Warm-up: After pushing 50 transitions with capacity 100, what is len(buffer)? After pushing 150 total, what is len(buffer)? (50, then 100 if circular.)
Coding: Implement a replay buffer class: push(transition), sample(batch_size) returning a batch of (s, a, r, s’, done). Use a circular buffer (deque or list with index). Test with 100 pushes and 32 samples.
Challenge: Add a method sample_sequential(n) that returns n consecutive transitions (e.g. for n-step learning or RNN). Ensure you do not cross an episode boundary (done=True) if you want full n-step returns.
Variant: Reduce capacity to 10 and push 50 transitions. What is the minimum and maximum age of a transition in the buffer?

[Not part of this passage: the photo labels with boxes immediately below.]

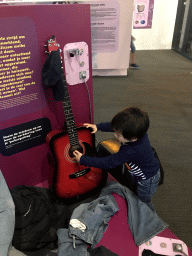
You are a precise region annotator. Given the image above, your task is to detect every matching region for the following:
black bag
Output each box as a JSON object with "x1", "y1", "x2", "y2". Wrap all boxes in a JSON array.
[
  {"x1": 97, "y1": 138, "x2": 164, "y2": 189},
  {"x1": 10, "y1": 185, "x2": 71, "y2": 251}
]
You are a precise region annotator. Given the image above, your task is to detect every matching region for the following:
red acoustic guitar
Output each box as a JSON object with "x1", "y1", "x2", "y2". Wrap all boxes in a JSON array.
[{"x1": 44, "y1": 36, "x2": 106, "y2": 201}]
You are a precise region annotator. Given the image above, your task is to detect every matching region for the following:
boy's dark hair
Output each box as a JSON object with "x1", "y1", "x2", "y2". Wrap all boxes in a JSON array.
[{"x1": 111, "y1": 107, "x2": 150, "y2": 140}]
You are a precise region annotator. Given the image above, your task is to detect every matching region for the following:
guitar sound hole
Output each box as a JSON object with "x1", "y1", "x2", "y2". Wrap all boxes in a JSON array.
[{"x1": 69, "y1": 145, "x2": 83, "y2": 158}]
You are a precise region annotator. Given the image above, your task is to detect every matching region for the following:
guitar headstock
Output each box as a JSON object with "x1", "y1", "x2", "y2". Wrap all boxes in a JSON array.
[{"x1": 45, "y1": 36, "x2": 62, "y2": 59}]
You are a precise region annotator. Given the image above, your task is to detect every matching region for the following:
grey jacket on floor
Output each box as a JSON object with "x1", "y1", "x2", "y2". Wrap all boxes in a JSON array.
[
  {"x1": 0, "y1": 170, "x2": 15, "y2": 256},
  {"x1": 57, "y1": 182, "x2": 168, "y2": 256}
]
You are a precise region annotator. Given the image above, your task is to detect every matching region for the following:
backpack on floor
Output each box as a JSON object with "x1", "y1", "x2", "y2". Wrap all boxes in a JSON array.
[{"x1": 10, "y1": 185, "x2": 70, "y2": 251}]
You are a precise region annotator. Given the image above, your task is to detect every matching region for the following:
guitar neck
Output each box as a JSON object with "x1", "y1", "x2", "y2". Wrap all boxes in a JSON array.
[{"x1": 61, "y1": 64, "x2": 79, "y2": 147}]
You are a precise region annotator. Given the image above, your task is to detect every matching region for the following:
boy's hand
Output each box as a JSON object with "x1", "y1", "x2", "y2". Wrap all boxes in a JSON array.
[
  {"x1": 73, "y1": 150, "x2": 83, "y2": 163},
  {"x1": 83, "y1": 123, "x2": 97, "y2": 133}
]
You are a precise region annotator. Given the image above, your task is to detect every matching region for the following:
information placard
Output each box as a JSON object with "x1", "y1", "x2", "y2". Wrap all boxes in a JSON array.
[{"x1": 0, "y1": 16, "x2": 46, "y2": 121}]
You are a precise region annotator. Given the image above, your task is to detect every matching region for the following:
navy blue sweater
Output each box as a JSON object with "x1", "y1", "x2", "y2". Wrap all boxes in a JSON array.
[{"x1": 80, "y1": 122, "x2": 160, "y2": 180}]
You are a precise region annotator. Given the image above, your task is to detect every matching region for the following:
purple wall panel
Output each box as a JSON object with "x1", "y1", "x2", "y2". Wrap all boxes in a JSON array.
[{"x1": 0, "y1": 4, "x2": 93, "y2": 188}]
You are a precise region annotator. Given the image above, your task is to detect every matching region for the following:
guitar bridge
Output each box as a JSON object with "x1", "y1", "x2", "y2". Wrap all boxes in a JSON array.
[{"x1": 69, "y1": 167, "x2": 91, "y2": 179}]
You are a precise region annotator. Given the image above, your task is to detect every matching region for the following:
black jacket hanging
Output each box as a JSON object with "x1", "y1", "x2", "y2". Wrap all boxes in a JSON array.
[{"x1": 41, "y1": 49, "x2": 66, "y2": 101}]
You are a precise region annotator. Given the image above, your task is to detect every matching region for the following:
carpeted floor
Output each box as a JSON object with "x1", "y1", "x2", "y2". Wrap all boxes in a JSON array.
[{"x1": 93, "y1": 50, "x2": 192, "y2": 248}]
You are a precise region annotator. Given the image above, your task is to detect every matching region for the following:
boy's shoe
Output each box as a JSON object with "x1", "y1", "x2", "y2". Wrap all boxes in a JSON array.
[{"x1": 130, "y1": 64, "x2": 139, "y2": 68}]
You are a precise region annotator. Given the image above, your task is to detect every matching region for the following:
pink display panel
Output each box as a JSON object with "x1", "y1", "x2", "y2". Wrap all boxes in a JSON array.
[{"x1": 63, "y1": 42, "x2": 89, "y2": 85}]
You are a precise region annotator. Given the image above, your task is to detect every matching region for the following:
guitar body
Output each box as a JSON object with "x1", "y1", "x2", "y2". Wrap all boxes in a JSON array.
[{"x1": 49, "y1": 127, "x2": 106, "y2": 202}]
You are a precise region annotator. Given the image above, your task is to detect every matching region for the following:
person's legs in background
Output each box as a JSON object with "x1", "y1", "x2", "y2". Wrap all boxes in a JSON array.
[{"x1": 130, "y1": 37, "x2": 139, "y2": 68}]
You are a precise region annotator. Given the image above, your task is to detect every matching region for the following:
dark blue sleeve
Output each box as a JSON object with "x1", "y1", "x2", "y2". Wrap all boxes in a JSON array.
[
  {"x1": 80, "y1": 146, "x2": 131, "y2": 169},
  {"x1": 97, "y1": 122, "x2": 114, "y2": 132}
]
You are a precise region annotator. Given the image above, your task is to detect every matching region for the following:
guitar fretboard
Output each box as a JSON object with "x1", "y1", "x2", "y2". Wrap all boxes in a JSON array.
[{"x1": 61, "y1": 70, "x2": 79, "y2": 147}]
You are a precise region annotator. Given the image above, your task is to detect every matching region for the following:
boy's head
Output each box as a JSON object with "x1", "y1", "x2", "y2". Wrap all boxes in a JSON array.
[{"x1": 111, "y1": 107, "x2": 149, "y2": 141}]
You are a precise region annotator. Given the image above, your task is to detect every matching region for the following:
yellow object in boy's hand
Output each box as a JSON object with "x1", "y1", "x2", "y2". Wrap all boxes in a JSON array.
[
  {"x1": 73, "y1": 150, "x2": 83, "y2": 163},
  {"x1": 83, "y1": 123, "x2": 97, "y2": 133}
]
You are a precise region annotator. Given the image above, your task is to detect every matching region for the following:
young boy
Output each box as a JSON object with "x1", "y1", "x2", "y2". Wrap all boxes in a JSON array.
[{"x1": 73, "y1": 107, "x2": 160, "y2": 211}]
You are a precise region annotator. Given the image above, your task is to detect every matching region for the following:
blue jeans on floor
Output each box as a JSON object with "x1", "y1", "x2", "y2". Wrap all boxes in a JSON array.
[{"x1": 136, "y1": 170, "x2": 160, "y2": 212}]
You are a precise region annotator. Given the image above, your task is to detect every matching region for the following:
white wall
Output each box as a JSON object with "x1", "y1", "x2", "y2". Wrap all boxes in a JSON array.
[{"x1": 132, "y1": 0, "x2": 178, "y2": 50}]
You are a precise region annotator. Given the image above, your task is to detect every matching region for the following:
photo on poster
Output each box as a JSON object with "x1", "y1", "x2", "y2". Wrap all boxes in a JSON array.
[{"x1": 133, "y1": 0, "x2": 154, "y2": 29}]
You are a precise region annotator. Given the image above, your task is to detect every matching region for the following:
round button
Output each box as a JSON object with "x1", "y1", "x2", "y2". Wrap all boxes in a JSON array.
[{"x1": 160, "y1": 243, "x2": 167, "y2": 249}]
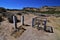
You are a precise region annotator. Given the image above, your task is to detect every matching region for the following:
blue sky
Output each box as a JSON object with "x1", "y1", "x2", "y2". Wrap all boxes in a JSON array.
[{"x1": 0, "y1": 0, "x2": 60, "y2": 9}]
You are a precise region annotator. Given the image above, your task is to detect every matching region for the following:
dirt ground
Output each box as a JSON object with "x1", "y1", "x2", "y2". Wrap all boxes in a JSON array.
[{"x1": 0, "y1": 14, "x2": 60, "y2": 40}]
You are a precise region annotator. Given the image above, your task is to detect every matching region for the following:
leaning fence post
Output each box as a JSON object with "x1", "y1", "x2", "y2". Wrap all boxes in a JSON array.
[
  {"x1": 13, "y1": 16, "x2": 17, "y2": 29},
  {"x1": 21, "y1": 16, "x2": 24, "y2": 25},
  {"x1": 32, "y1": 18, "x2": 34, "y2": 27},
  {"x1": 44, "y1": 20, "x2": 46, "y2": 30}
]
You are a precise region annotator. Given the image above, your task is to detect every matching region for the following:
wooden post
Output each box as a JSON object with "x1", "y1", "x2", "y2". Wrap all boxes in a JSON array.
[
  {"x1": 13, "y1": 16, "x2": 17, "y2": 29},
  {"x1": 44, "y1": 20, "x2": 46, "y2": 31},
  {"x1": 32, "y1": 18, "x2": 35, "y2": 27},
  {"x1": 21, "y1": 16, "x2": 24, "y2": 25}
]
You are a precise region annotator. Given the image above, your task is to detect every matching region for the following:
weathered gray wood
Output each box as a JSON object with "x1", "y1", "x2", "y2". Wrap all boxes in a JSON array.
[
  {"x1": 44, "y1": 20, "x2": 46, "y2": 30},
  {"x1": 21, "y1": 16, "x2": 24, "y2": 25},
  {"x1": 13, "y1": 16, "x2": 17, "y2": 29},
  {"x1": 32, "y1": 18, "x2": 34, "y2": 27}
]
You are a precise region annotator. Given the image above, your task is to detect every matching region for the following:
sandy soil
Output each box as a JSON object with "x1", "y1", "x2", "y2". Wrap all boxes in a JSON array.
[{"x1": 0, "y1": 14, "x2": 58, "y2": 40}]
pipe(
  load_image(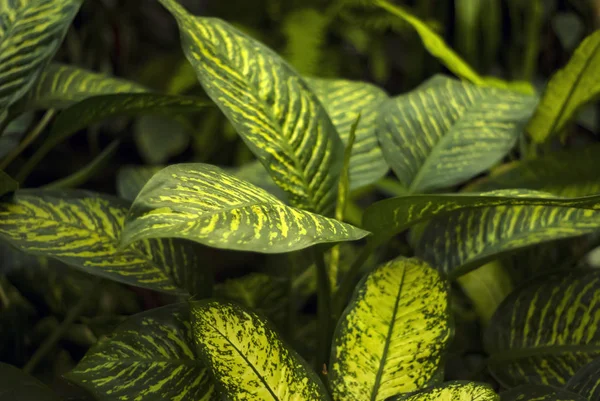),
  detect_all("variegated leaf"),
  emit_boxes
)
[66,304,221,401]
[191,301,329,401]
[0,0,82,120]
[330,258,452,401]
[122,163,368,253]
[160,0,343,214]
[378,76,536,193]
[307,78,389,189]
[390,381,500,401]
[0,190,210,293]
[485,269,600,387]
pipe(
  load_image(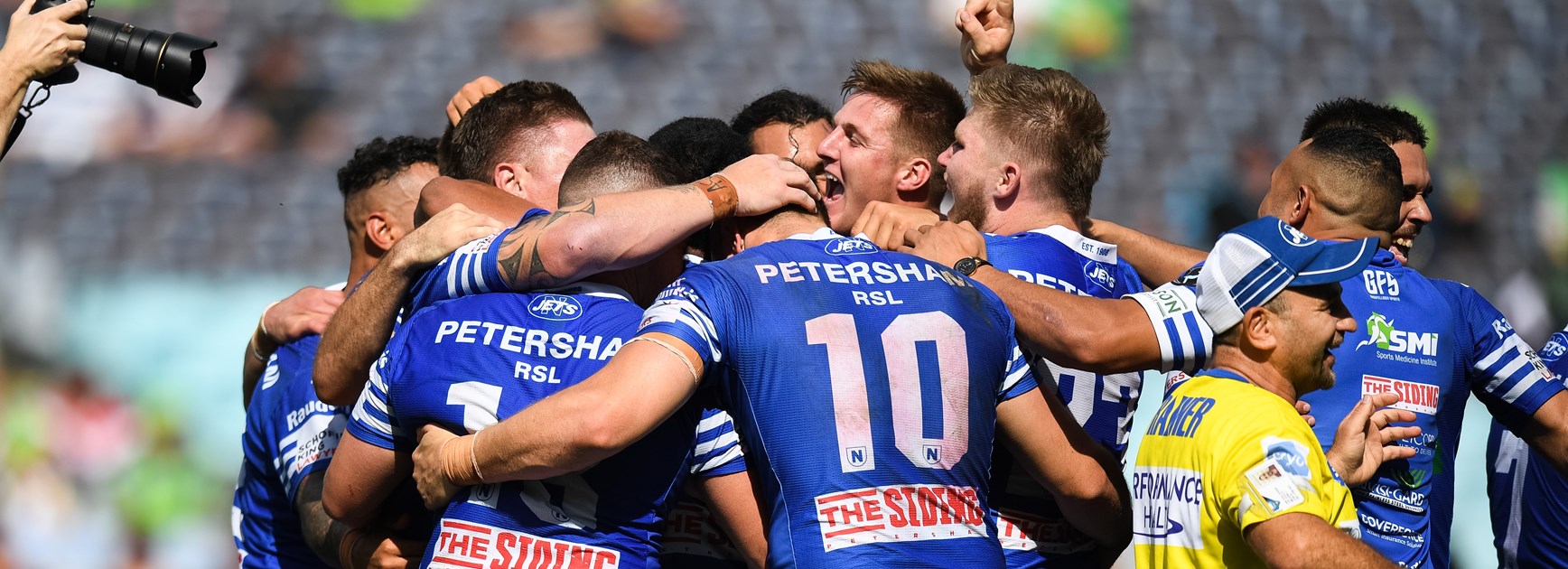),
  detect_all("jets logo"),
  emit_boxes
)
[822,237,876,256]
[1280,221,1317,247]
[528,294,583,322]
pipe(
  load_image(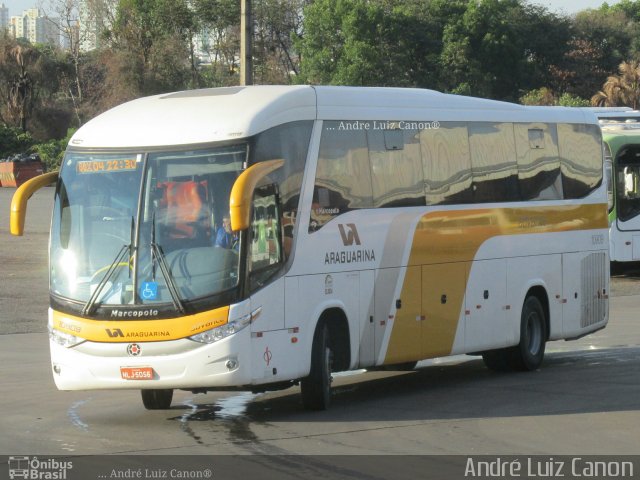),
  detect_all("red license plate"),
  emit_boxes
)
[120,367,154,380]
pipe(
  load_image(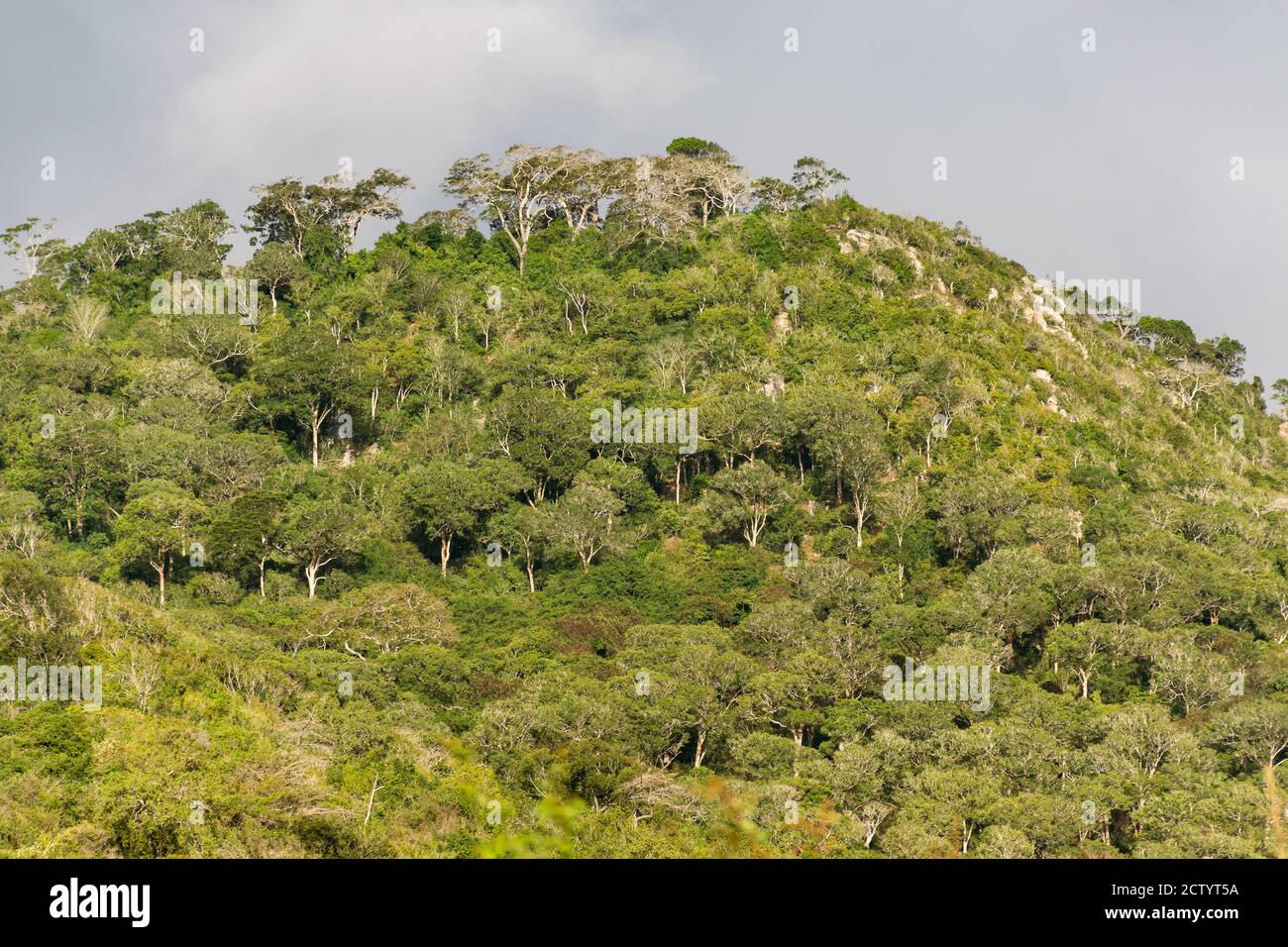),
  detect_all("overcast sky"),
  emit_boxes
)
[0,0,1288,381]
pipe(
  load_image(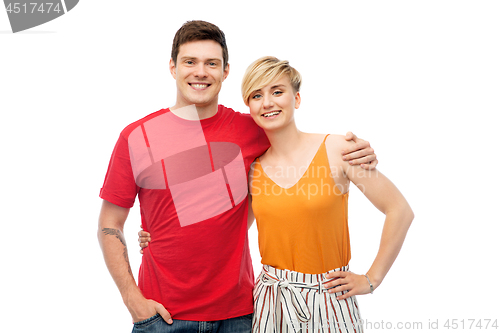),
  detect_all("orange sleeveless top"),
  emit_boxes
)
[250,137,351,274]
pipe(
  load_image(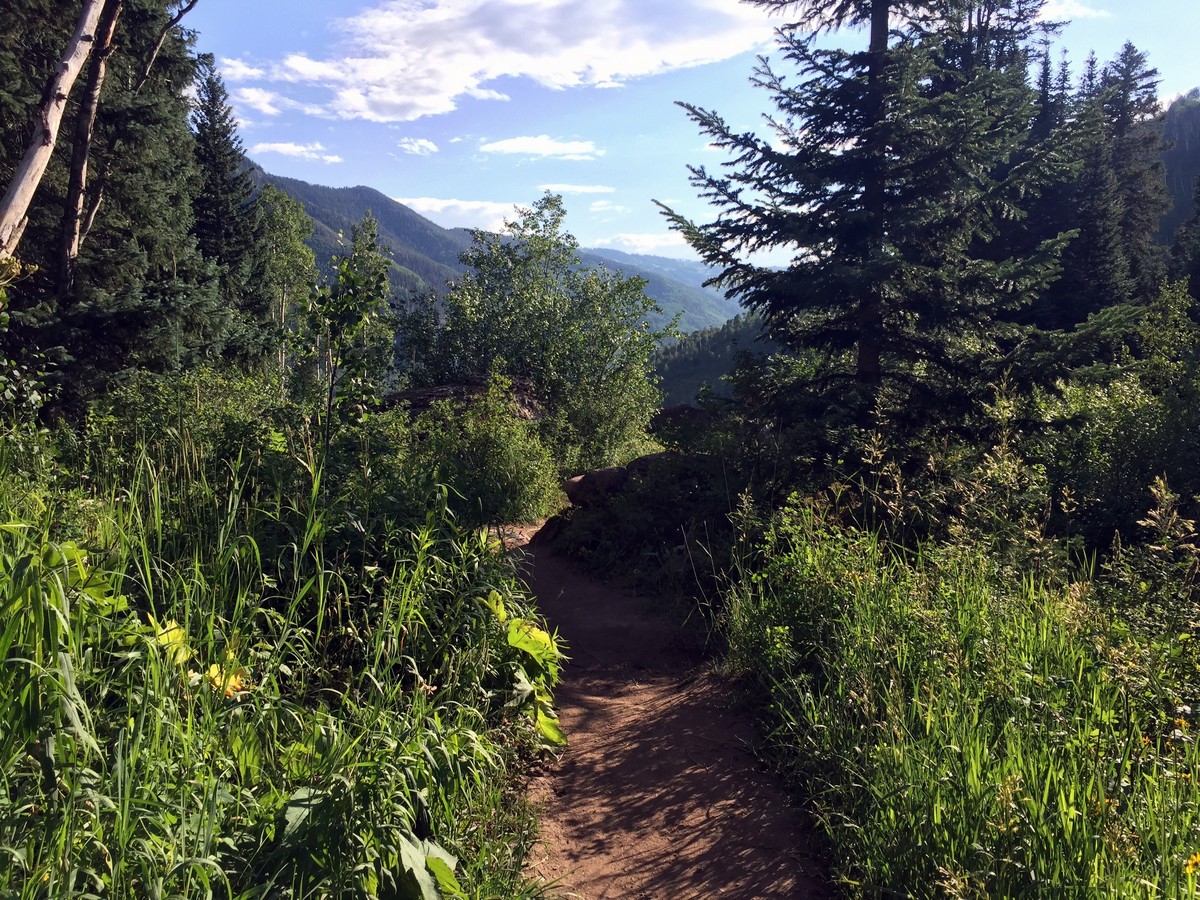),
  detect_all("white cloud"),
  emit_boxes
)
[392,197,517,232]
[233,88,286,115]
[232,88,324,115]
[250,143,342,162]
[479,134,605,160]
[538,185,617,194]
[219,0,775,122]
[1038,0,1112,22]
[221,58,266,82]
[396,138,438,156]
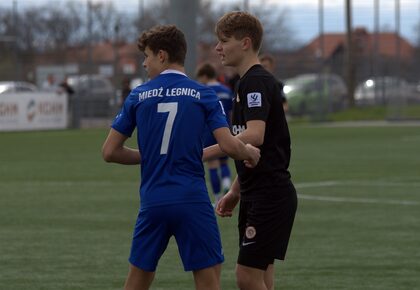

How does a very small buffer affect learning diversity?
Debug: The code below stores a reference to the state array instead of a copy, so all entries end up pointing to the same (most recently mutated) state. Fix it.

Try it — edit and run (Shift+Enter)

Conceptual: Why does random sampling from a replay buffer reduce the correlation between training samples? What happens if we train only on the most recent transitions?
Recall: Explain in one sentence why experience replay improves sample efficiency in off-policy RL.